Wednesday, September 03, 2008

Aafia Siddiqui: An Update

Last month I posted on the Pakistani woman who was arrested and then charged by the FBI for attempted murder (here and here). In each post I pointed out that there were a number of serious questions about her arrest and the charges against her that were simply not answered in the news accounts available.

An AP article, which I will not be quoting very much of for obvious reasons, does shed a little light, but not much, on the unusual proceedings.

The federal indictment has been unsealed, and the documents agents found in her handbag when she was arrested in Afghanistan are more specifically described than they were in this NY Times article which referred only to "documents describing the creation of explosives." According to the AP report, those documents were actually notes of some targets to be attacked in the US, including some famous sites in New York City:

Aafia Siddiqui had notes ''that referred to a 'mass casualty attack''' and to ''the construction of dirty bombs, chemical and biological weapons and other explosives,'' the indictment said. ''These notes also discussed the mortality rates associated with certain of these weapons and explosives.''

Sounds like pretty serious stuff to me, but the disconnect between this evidence and the charges against her (attempted murder of the FBI and soldiers present at her arrest and interrogation) is still a puzzlement. Why no terrorist charges?

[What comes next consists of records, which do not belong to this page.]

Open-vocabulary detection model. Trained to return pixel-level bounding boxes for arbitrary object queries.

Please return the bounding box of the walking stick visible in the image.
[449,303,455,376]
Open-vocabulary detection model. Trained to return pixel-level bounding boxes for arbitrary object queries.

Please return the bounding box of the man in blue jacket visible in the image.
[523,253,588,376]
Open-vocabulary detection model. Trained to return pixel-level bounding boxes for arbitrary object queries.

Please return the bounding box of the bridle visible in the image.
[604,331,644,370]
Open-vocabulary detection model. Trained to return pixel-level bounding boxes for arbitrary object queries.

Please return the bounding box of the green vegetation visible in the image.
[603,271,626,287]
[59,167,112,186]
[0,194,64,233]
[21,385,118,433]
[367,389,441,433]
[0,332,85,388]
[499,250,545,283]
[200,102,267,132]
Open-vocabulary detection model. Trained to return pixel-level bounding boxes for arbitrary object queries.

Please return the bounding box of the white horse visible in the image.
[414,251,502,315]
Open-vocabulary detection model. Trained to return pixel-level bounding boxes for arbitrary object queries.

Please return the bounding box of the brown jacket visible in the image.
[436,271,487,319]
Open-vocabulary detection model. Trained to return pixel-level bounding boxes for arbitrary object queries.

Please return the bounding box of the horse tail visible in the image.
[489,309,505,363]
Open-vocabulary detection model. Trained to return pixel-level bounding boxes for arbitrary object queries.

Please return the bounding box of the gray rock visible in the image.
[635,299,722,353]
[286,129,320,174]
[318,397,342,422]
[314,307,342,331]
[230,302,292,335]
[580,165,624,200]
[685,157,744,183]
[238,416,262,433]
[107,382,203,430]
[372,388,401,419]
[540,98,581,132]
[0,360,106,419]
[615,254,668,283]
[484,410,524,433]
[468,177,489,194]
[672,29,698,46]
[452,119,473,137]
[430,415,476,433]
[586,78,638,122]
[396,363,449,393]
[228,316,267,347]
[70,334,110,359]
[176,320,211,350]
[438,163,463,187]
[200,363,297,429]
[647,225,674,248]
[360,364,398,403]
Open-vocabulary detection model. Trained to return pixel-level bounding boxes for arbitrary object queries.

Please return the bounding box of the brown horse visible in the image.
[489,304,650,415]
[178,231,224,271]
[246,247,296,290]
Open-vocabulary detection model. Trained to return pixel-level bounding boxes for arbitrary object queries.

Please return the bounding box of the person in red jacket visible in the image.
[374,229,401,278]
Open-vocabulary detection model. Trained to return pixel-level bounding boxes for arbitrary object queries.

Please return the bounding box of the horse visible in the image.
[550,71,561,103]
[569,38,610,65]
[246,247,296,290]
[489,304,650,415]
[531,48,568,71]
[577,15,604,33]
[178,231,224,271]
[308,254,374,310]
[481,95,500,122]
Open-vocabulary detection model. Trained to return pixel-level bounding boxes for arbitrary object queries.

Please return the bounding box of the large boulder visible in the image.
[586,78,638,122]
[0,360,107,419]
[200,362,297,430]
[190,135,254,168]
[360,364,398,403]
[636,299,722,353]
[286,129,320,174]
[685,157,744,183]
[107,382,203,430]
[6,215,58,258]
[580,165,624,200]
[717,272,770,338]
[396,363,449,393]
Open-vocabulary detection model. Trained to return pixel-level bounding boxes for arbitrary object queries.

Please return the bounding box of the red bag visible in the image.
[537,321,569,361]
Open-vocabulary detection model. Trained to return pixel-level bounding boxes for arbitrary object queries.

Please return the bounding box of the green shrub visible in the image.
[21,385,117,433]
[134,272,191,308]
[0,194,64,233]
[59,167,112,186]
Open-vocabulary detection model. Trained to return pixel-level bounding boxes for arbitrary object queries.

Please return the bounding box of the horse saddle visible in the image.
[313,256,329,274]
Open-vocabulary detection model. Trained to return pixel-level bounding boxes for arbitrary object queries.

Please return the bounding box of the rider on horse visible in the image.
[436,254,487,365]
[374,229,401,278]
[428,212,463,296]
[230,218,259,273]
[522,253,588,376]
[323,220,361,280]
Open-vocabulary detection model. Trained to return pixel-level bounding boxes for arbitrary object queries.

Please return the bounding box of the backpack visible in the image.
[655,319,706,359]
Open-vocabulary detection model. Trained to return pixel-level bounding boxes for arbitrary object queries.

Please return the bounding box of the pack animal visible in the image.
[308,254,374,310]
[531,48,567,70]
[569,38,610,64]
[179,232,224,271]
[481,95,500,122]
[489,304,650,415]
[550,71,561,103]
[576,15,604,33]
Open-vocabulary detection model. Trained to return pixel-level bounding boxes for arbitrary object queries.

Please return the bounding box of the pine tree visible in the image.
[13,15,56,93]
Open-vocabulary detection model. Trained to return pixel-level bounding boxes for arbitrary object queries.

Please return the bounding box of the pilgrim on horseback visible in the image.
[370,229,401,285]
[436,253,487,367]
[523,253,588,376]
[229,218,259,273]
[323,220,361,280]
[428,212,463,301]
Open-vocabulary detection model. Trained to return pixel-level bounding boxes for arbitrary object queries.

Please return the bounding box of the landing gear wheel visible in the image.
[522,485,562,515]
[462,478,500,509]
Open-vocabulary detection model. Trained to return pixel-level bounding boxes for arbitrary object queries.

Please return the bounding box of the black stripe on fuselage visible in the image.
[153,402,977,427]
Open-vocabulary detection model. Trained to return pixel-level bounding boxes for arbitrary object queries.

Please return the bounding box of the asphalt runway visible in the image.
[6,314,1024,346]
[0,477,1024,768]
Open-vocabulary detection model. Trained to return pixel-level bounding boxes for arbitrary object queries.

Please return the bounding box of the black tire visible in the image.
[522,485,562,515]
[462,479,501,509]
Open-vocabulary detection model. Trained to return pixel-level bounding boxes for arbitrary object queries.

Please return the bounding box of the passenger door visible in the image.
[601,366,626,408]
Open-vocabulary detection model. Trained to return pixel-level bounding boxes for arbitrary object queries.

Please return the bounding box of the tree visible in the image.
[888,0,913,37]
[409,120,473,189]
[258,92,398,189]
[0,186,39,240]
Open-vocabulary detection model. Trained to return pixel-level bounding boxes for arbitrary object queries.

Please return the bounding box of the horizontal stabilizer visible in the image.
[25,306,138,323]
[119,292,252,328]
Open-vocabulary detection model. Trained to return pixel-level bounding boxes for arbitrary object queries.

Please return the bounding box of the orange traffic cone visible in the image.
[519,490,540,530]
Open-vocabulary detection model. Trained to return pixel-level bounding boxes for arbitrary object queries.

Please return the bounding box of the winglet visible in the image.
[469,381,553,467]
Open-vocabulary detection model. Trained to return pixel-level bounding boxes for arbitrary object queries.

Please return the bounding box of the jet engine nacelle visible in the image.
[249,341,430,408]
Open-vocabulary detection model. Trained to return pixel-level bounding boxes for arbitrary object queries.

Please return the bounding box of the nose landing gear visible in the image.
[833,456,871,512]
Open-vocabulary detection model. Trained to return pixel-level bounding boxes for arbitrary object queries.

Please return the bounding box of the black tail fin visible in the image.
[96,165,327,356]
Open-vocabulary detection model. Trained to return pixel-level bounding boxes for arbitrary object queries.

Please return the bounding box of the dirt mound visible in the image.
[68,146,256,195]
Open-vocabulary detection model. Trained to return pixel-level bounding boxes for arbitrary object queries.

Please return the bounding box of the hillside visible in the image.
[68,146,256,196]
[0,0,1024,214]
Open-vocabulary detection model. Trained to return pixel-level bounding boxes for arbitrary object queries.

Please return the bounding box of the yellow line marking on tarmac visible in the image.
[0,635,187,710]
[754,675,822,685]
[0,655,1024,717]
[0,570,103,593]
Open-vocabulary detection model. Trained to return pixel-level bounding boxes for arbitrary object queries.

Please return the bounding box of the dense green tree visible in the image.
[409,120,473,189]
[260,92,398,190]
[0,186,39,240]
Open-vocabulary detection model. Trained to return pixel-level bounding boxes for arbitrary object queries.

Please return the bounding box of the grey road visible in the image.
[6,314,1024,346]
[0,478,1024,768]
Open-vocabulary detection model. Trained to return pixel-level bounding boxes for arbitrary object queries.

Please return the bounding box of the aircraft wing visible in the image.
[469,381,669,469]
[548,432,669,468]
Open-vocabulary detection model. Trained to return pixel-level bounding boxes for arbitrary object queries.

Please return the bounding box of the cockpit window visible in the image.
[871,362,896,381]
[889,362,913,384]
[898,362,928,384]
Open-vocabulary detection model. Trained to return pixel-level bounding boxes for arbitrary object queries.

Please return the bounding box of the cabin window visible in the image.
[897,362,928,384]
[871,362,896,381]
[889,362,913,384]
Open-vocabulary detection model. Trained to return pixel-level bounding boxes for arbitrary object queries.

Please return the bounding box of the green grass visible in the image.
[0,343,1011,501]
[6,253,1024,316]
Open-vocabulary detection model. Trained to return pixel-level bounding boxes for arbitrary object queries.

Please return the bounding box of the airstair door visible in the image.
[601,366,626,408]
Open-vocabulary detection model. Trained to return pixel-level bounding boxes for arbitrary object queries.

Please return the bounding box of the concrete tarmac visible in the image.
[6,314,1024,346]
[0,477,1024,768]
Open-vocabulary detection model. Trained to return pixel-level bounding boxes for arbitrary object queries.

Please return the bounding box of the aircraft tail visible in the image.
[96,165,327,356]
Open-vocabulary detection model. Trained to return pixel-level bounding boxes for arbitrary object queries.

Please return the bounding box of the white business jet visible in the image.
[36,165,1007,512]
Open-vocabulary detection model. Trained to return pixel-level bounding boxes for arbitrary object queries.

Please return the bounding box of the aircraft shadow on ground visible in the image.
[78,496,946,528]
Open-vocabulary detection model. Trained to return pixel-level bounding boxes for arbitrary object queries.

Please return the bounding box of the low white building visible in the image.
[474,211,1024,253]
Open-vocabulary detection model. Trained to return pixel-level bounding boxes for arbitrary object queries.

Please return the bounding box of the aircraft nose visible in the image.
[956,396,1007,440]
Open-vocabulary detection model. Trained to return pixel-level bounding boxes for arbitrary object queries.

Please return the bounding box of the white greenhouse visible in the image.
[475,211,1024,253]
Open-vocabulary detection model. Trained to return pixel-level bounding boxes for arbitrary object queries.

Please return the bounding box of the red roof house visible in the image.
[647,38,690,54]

The answer to that question is buried in the article towards the end: those notes, assuming they exist, were not substantial enough to suggest any kind of credible plot. There was no way the federal prosecutors were going to be able to prove up any terrorist charges based just on those notes, and apparently they don't have anything else. I guess they've finally learned their lesson on over-charging.

We still have no idea on where Ms. Siddiqui has been since she disappeared in 2003, nor where her children are. The answer to that question will probably have to wait until trial, assuming the case goes that direction.